Intermittent outages of Customer Metrics API
Incident Report for Volterra
Resolved
Summary:
Volterra Metrics APIs were not responding to intermittent requests for 1-5 minutes intervals due increased load and cluster rebalancing. Customer services/applications were not impacted but it affected availability of metrics on the customer portal.

Root cause:
Our Metrics system experienced significant load because of rebalancing when one of the members crashed. Our system detected the issue and automatically removed members to mitigate the issue. Total impact was between 1-5 minutes in Monitoring dashboards on customer portal during the mitigation window.

Incident flow:
At around 1:06 pm UTC on Oct 12 2021, we received alerts on our monitoring system that our Metrics ingester had been degraded. At 0:09 the system started facing random crashes due cluster rebalancing due to crashed members. We root caused the issue with the overloaded members and initiated scaling of underlying infrastructure to mitigate the issue quickly. This resulted in red or error views in monitoring pages inside of VoltConsole.
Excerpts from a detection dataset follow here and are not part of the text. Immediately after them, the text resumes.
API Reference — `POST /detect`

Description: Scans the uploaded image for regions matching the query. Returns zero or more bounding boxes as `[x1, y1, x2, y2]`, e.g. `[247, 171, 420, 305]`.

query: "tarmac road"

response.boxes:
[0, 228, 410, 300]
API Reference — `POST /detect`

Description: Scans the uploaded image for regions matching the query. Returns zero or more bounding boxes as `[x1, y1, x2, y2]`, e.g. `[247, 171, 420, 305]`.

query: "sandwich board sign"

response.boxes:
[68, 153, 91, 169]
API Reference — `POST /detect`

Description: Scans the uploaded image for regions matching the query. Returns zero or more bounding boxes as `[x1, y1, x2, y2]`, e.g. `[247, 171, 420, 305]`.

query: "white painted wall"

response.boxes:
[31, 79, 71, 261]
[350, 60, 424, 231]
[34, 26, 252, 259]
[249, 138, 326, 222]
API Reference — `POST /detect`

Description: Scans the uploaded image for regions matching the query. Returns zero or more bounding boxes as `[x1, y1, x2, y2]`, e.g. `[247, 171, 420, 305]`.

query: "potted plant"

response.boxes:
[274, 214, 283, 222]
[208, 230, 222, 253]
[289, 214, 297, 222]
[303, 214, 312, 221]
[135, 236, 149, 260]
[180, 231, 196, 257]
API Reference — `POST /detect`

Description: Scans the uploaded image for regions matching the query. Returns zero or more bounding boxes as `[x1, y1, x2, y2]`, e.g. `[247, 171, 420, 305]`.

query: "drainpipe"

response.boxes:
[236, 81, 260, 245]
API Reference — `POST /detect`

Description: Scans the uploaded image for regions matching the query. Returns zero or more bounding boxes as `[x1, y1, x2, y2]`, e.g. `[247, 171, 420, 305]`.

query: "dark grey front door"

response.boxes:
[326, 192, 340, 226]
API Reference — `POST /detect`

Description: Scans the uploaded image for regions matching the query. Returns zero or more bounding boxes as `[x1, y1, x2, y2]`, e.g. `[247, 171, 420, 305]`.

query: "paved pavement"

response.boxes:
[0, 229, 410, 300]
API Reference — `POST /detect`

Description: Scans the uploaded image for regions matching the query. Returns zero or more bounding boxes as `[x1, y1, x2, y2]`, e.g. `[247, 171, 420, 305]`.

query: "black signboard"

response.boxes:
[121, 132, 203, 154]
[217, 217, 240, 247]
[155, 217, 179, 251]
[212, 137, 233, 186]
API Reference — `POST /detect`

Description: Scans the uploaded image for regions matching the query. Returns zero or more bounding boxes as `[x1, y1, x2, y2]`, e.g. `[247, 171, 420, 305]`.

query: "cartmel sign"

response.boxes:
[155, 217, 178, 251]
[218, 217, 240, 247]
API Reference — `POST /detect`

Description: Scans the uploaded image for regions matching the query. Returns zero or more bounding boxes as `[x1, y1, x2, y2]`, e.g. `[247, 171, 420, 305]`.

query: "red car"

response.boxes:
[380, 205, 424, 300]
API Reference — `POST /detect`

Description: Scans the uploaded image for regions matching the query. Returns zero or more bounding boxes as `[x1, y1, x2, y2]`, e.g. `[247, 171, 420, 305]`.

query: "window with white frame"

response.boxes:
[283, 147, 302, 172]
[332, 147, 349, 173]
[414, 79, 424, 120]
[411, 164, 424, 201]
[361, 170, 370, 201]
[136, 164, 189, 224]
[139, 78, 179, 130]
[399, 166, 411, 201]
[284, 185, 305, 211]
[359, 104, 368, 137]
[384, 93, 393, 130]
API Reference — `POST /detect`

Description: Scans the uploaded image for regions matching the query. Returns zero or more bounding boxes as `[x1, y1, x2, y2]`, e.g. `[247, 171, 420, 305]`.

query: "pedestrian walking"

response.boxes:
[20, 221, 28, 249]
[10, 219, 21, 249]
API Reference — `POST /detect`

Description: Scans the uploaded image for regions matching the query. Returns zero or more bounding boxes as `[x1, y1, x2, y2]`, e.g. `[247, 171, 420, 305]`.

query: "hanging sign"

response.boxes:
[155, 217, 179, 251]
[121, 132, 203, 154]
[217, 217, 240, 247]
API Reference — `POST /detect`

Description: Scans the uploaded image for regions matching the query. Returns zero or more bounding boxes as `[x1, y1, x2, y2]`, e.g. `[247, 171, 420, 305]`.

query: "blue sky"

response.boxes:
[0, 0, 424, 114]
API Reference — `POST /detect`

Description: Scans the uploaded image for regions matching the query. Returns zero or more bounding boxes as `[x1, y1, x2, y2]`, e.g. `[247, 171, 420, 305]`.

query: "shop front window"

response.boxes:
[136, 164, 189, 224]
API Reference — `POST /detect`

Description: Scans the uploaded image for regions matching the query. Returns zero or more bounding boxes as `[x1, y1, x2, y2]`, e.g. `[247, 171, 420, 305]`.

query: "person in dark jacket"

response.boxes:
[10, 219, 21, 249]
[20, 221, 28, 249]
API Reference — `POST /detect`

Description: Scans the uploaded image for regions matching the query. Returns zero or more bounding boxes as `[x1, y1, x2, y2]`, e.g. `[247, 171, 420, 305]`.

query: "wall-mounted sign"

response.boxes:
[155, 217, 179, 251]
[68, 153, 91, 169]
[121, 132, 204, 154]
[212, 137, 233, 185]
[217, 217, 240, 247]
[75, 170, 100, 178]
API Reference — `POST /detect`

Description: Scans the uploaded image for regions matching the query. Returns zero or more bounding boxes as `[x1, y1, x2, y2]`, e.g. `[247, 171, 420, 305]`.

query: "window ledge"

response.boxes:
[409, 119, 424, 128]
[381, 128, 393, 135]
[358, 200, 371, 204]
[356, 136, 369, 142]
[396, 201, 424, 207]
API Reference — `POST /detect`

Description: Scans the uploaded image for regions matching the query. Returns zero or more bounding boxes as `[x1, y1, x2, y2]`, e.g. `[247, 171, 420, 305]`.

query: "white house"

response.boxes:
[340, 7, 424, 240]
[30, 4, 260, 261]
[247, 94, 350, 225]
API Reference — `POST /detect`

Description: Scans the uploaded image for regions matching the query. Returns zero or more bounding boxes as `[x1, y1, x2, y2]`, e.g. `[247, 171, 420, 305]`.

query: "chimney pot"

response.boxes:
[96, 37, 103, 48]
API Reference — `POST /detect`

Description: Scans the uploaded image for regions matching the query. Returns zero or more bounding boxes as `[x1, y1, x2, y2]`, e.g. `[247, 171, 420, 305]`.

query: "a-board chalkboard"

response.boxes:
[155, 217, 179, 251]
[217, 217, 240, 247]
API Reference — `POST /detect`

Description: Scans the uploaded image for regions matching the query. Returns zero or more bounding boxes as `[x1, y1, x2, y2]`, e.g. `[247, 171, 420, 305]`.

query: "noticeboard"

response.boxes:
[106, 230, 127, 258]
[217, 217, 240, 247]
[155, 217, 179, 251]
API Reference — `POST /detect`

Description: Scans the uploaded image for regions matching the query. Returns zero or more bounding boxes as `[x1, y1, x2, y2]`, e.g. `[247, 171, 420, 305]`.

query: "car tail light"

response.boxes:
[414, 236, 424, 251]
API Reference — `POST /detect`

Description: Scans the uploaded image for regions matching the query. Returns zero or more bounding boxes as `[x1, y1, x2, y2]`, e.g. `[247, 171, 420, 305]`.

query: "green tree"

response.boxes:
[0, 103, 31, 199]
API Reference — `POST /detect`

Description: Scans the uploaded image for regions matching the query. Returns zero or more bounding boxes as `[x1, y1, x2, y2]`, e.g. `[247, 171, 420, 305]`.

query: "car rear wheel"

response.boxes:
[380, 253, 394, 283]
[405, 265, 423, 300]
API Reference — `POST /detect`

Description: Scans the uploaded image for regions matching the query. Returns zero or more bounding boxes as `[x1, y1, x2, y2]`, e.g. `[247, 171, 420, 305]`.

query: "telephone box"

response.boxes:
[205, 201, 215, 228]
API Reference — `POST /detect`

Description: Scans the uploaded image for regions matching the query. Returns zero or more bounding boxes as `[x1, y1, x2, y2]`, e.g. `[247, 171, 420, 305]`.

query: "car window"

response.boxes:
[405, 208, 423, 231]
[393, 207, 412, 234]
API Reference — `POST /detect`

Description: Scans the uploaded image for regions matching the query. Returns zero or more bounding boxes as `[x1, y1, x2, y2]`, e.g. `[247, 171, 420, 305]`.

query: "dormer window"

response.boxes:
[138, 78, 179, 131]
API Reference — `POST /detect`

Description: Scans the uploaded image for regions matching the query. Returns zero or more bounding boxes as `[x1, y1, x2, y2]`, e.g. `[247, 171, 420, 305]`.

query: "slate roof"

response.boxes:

Service was fully restored at 1:49 pm.

Corrective measures:
Engineering has root caused the issue and increased the scale with more spare members for the metric cluster.
Posted Oct 12, 2021 - 14:09 UTC
Identified
The issue has been identified and a fix is being implemented.
Posted Oct 12, 2021 - 13:28 UTC
This incident affected: Volterra Public APIs (Customer Dashboard, Metrics APIs).